Brand Identity vs Brand Strategy
Brand strategy comes before identity and answers a different set of questions: who the business serves, what it stands for, how it's positioned against competitors, and what it promises to deliver. Brand identity translates those answers into something visible and usable.
Without strategy behind it, identity work becomes guesswork. A designer ends up choosing colours and fonts based on personal taste or current trends rather than what will actually resonate with the business's real audience. This is why a good design brief includes context on the business and its customers, not just a list of colours the owner likes. If you're preparing to commission identity work, how to brief a graphic designer covers what that context should include.
Brand Identity vs a Style Guide
A style guide isn't the identity. It documents the identity. Once the logo, palette, typography, and imagery style have been decided, the style guide, sometimes called brand guidelines, is the reference document that shows how to apply those elements correctly and what to avoid.
A style guide without an identity behind it is just a template. An identity without a style guide tends to drift, inconsistent logo use, colours applied differently across channels, fonts substituted because nobody has a clear reference. For a small business, even a simple one or two page guide covering logo clear space, colour codes, and font names is worth having before the identity gets used across a website, packaging, and social media at once.
Why This Matters When Commissioning a Brand Identity
Understanding the scope of brand identity work before commissioning it changes two things: what you ask for, and what you budget for.
A business that asks a designer for "just a logo" but actually needs a full identity, because it's launching across a website, packaging, signage, and social media at the same time, will end up either underserved by the logo-only deliverable or back at the designer's door within months asking for the rest of the system. Being clear about scope from the start avoids both the wasted spend and the inconsistent rollout that follows.

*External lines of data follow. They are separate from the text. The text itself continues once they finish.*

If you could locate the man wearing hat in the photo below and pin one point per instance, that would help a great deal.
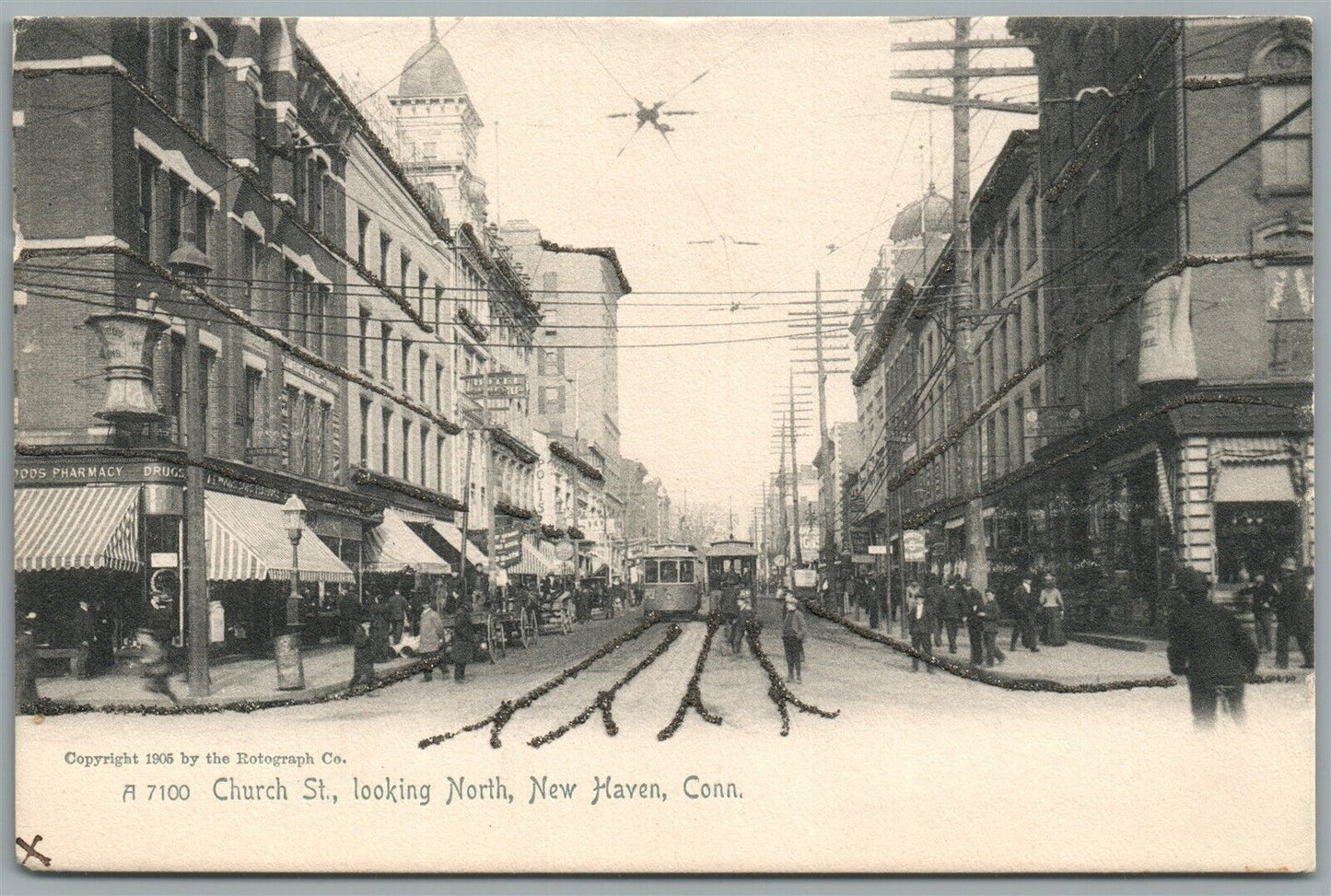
(26, 663)
(792, 636)
(1292, 614)
(362, 653)
(1208, 646)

It also affects how briefs get read. A designer working from a brief that names the actual deliverables, logo suite, colour palette, typography system, basic style guide, can scope and quote accurately. A brief that just says "brand identity" without specifying what's included leaves the designer guessing at scope, which usually shows up later as a quote that feels higher than expected for what the business owner assumed was "just a logo with some colours".
Frequently Asked Questions
- Do I need a full brand identity or just a logo?
- If the business only needs a mark for a single use case, a basic logo may be enough short term. Most businesses launching or growing across multiple channels, website, social, packaging, signage, need the fuller system: colour palette and typography at minimum. See logo design pricing in Australia for how the two are scoped differently.
- How much does a brand identity cost in Australia?
- Small business brand identity projects in Australia typically run from around $1,500 to $6,000 for logo, colour palette, typography system, and a basic usage guide. More comprehensive projects, additional brand assets, extensive guidelines, multiple concept rounds, run higher. The biggest cost driver is scope: how many deliverables are included and how much strategic work happens before the visual work starts.
- Can I create a brand identity myself?
- It's possible for a very early-stage or budget-constrained business using tools like Canva, but the result usually lacks the strategic thinking, in particular why these colours, why this typography, that gives an identity staying power. A DIY identity is often a reasonable placeholder, not a long-term system.
- Do I need a style guide if I'm a small business?
- Yes, even a simple one. Without a documented reference, identity elements tend to drift as soon as more than one person is producing content, whether that's the business owner switching fonts in a hurry or a freelancer picking the wrong shade of the brand colour.